SmartNIC-Enabled Live Migration for Storage-Optimized VMs with PYROCUMULUS
- Jiechen Zhao ,
- Ran Shu ,
- Lei Qu ,
- Ziyue Yang ,
- Rui Ma ,
- Derek Chiou ,
- Natalie Enright Jerger ,
- Peng Cheng ,
- Yongqiang Xiong
NSDI |
Organized by Usenix
Cloud providers offer storage-optimized VMs equipped with locally attached storage to meet the high performance requirements of cloud users. Live migration (LM) is crucial for such VMs to improve availability and manageability. However, providers do not enable LM for storage-optimized VMs. Host-managed LM suffers from high resource overheads and varied user performance, while offloading LM to SoC SmartNICs or disks cannot reliably accomplish LM in a reasonable time.

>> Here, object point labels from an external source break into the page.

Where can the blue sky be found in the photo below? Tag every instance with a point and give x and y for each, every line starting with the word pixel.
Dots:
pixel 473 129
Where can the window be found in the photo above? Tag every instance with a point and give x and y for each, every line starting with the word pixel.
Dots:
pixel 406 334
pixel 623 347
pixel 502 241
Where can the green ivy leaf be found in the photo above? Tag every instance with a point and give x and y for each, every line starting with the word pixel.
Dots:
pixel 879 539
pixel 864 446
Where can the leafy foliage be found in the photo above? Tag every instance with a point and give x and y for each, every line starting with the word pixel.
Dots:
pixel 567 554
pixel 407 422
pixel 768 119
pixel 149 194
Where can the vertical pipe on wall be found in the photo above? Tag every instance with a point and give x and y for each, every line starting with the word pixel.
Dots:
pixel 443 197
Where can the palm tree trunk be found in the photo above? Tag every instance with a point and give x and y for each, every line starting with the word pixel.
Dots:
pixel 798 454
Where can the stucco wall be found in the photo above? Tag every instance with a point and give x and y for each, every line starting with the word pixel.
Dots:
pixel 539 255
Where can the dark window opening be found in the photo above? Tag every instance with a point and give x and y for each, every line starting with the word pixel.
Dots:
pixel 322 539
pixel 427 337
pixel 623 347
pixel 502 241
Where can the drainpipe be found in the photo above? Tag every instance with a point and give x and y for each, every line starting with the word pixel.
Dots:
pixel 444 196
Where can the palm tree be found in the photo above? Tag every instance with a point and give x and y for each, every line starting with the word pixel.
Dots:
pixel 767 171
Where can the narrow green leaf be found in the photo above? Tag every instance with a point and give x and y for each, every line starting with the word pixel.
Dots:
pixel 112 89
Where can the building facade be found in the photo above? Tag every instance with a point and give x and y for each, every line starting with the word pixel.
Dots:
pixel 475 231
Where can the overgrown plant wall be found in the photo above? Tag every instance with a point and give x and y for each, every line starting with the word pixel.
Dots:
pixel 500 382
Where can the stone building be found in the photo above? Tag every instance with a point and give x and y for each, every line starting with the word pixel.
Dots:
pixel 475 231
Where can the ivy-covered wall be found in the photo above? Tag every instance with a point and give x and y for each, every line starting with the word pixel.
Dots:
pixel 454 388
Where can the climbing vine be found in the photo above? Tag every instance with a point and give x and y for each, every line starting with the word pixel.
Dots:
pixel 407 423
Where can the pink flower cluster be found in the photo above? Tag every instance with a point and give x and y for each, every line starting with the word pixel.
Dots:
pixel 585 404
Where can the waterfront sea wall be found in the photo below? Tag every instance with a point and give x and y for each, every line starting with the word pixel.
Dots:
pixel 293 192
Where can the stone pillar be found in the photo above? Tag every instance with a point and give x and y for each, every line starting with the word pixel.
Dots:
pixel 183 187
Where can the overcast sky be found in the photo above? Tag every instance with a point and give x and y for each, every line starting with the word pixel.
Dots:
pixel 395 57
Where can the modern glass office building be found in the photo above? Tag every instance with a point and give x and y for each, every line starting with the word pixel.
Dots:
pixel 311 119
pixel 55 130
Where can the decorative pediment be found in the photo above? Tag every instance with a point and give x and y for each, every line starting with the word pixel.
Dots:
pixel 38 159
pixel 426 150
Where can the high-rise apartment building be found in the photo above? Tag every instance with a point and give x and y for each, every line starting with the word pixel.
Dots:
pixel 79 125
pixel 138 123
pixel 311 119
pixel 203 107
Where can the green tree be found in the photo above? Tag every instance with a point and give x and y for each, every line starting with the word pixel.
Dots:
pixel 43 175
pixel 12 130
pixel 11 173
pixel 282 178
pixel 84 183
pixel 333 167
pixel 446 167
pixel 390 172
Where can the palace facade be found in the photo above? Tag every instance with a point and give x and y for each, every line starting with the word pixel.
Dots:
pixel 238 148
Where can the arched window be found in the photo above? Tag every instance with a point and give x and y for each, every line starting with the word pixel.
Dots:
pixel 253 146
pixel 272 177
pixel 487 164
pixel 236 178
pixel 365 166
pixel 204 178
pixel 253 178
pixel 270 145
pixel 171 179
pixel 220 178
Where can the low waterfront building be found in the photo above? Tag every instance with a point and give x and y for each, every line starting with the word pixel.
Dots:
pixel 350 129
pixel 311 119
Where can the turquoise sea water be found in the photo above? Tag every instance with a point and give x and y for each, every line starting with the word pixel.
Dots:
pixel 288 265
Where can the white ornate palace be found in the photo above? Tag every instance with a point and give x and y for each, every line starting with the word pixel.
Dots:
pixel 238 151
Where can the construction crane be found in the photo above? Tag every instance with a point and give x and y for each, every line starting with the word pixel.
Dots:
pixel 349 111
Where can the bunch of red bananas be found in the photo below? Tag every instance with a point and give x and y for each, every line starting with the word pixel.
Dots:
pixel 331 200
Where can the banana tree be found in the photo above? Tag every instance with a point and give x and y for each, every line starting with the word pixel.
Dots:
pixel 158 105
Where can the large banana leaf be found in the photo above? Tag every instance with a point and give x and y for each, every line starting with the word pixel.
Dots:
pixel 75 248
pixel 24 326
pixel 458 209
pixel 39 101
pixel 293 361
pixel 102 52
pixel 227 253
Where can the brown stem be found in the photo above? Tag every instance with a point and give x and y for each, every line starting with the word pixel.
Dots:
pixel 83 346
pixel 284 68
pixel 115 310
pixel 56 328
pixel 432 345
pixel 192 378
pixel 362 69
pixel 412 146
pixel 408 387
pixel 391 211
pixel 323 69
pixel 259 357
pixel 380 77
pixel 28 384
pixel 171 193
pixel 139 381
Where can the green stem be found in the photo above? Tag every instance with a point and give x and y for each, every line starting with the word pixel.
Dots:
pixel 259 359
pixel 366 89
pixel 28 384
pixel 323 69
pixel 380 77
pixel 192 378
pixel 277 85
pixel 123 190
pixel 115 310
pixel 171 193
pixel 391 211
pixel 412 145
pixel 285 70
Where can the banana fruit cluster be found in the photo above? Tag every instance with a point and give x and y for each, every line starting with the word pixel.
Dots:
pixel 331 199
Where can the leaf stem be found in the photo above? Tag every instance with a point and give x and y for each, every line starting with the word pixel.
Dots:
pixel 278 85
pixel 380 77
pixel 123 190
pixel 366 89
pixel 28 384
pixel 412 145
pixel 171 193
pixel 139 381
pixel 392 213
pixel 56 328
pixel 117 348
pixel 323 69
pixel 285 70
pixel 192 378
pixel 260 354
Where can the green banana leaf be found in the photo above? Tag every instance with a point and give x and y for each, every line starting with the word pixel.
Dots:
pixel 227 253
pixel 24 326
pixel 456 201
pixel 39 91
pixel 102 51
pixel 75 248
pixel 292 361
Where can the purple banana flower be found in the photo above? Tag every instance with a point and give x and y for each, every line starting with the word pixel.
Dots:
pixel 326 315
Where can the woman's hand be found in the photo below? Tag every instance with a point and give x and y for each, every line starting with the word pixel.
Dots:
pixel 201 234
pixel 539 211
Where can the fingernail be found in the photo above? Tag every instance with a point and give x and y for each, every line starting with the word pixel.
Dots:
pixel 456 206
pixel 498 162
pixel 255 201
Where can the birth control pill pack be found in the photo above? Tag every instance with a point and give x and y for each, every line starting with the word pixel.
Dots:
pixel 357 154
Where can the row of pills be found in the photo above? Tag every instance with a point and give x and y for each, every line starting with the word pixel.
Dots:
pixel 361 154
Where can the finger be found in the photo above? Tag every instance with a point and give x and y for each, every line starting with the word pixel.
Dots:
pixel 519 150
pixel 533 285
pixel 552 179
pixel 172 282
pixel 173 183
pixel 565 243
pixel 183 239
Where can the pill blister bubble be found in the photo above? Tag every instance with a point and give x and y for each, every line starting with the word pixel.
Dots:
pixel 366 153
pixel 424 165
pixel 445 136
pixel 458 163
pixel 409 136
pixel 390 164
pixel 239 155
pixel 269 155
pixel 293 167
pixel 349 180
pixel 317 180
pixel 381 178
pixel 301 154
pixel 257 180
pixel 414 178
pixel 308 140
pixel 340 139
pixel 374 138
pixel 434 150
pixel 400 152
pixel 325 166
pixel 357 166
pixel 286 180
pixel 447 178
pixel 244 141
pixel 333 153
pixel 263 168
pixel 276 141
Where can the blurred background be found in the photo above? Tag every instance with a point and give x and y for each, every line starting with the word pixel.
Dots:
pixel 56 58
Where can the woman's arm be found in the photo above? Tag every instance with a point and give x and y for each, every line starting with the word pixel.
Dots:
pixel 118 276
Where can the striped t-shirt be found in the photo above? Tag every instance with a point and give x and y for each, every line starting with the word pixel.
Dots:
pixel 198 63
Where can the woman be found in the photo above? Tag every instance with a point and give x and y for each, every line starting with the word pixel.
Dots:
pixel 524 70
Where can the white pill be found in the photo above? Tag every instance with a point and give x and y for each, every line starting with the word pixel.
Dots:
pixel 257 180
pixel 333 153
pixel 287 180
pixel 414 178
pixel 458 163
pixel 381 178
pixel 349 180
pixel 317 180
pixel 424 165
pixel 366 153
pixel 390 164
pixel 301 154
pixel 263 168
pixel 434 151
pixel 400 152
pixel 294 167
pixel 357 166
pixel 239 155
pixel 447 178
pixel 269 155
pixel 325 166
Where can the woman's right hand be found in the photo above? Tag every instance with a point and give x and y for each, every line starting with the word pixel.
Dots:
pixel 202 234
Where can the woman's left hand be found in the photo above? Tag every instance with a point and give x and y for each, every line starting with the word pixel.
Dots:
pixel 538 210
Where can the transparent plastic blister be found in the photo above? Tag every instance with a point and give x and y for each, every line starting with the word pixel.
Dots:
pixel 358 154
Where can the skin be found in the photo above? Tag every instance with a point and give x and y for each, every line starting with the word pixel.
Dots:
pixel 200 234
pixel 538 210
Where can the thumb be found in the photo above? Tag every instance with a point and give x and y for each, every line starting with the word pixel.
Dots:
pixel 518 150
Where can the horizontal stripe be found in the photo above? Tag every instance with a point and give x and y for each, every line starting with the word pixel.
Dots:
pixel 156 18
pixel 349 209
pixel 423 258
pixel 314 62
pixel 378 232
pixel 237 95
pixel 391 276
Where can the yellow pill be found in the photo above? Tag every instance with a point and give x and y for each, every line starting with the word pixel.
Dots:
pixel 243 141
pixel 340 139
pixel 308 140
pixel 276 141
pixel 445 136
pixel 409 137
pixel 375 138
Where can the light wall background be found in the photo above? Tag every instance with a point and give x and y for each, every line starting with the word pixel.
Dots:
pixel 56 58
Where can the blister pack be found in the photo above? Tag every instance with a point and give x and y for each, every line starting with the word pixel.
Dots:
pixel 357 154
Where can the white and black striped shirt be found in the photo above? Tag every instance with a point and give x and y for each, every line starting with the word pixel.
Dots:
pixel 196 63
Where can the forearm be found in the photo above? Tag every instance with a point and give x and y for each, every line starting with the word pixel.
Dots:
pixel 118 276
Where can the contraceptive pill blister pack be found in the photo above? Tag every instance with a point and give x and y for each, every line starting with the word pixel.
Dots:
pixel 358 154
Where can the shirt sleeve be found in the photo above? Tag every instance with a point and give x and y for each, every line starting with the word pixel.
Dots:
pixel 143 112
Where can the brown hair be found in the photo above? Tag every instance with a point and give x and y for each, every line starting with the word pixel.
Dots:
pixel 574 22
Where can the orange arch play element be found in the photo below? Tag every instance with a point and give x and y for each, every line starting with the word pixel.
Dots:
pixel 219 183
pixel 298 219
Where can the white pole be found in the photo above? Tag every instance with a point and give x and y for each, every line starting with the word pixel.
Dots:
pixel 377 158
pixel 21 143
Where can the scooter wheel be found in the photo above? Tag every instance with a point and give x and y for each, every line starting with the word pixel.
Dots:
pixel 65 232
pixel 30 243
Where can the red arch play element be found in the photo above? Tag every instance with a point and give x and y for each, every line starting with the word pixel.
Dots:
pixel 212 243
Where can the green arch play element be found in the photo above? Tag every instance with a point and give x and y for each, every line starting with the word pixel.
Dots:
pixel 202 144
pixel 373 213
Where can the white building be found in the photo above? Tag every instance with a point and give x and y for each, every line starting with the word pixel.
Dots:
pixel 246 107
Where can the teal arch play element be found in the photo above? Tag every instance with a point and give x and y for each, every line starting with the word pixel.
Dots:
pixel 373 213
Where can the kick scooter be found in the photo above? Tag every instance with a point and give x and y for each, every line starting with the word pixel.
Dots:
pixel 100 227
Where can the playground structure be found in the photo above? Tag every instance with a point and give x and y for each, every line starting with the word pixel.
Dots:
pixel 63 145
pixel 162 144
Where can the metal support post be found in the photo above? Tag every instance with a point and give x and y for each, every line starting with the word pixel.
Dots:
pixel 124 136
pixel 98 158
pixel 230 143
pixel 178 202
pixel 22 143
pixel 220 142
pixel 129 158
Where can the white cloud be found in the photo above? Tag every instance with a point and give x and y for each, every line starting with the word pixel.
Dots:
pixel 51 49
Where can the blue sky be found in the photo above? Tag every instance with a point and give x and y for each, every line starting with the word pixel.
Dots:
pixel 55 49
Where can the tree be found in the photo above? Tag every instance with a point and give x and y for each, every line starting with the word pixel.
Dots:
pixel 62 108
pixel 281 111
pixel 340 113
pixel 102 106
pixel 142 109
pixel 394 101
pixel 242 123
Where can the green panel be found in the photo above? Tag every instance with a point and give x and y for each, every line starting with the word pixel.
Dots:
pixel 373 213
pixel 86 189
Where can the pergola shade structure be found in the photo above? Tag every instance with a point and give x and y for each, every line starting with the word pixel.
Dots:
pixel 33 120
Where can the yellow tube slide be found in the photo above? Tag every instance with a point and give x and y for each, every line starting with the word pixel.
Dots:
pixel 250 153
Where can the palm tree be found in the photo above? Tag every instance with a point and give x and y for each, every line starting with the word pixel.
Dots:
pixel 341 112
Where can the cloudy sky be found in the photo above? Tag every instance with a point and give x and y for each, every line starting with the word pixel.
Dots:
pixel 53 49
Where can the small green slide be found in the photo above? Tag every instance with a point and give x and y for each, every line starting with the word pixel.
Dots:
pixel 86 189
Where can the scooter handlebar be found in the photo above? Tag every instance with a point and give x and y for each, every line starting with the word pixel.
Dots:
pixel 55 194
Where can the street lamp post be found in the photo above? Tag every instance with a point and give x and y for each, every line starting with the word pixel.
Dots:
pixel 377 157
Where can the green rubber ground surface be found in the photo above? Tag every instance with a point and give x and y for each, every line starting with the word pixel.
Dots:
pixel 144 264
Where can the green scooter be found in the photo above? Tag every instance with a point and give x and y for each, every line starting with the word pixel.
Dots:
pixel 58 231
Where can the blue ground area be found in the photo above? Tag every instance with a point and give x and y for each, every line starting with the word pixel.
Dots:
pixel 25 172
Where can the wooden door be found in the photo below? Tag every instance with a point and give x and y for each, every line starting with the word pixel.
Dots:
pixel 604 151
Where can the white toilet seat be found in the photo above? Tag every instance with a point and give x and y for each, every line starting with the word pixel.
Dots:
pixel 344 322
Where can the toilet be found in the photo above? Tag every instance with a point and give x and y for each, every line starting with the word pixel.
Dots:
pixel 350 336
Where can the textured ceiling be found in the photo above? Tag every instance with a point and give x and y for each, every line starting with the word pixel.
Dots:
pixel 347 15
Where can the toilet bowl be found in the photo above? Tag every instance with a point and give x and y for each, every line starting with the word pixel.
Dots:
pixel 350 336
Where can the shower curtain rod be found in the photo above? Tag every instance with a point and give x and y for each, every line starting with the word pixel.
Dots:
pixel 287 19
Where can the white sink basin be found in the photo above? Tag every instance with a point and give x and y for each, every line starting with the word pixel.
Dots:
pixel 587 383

The fundamental challenges are (1) consistency, demanding a high resource budget, and (2) network contention, preventing LM from converging. We propose Pyrocumulus, an LM approach on FPGA SmartNICs, enabling SLA-aware, fast, and low-overhead LM for storage-optimized VMs. We exploit hardware customizability and efficient network accessibility of the FPGA SmartNIC with LM protocol, architecture, and algorithm designs. Results from our FPGA SmartNIC prototype show that Pyrocumulus reduces user latency variances during LM up to 12.4×, lowers LM time by up to 19.6×, and saves cost up to 3×, while only taking 0.9%/3.8% compute/memory overhead of a mid-end FPGA SmartNIC.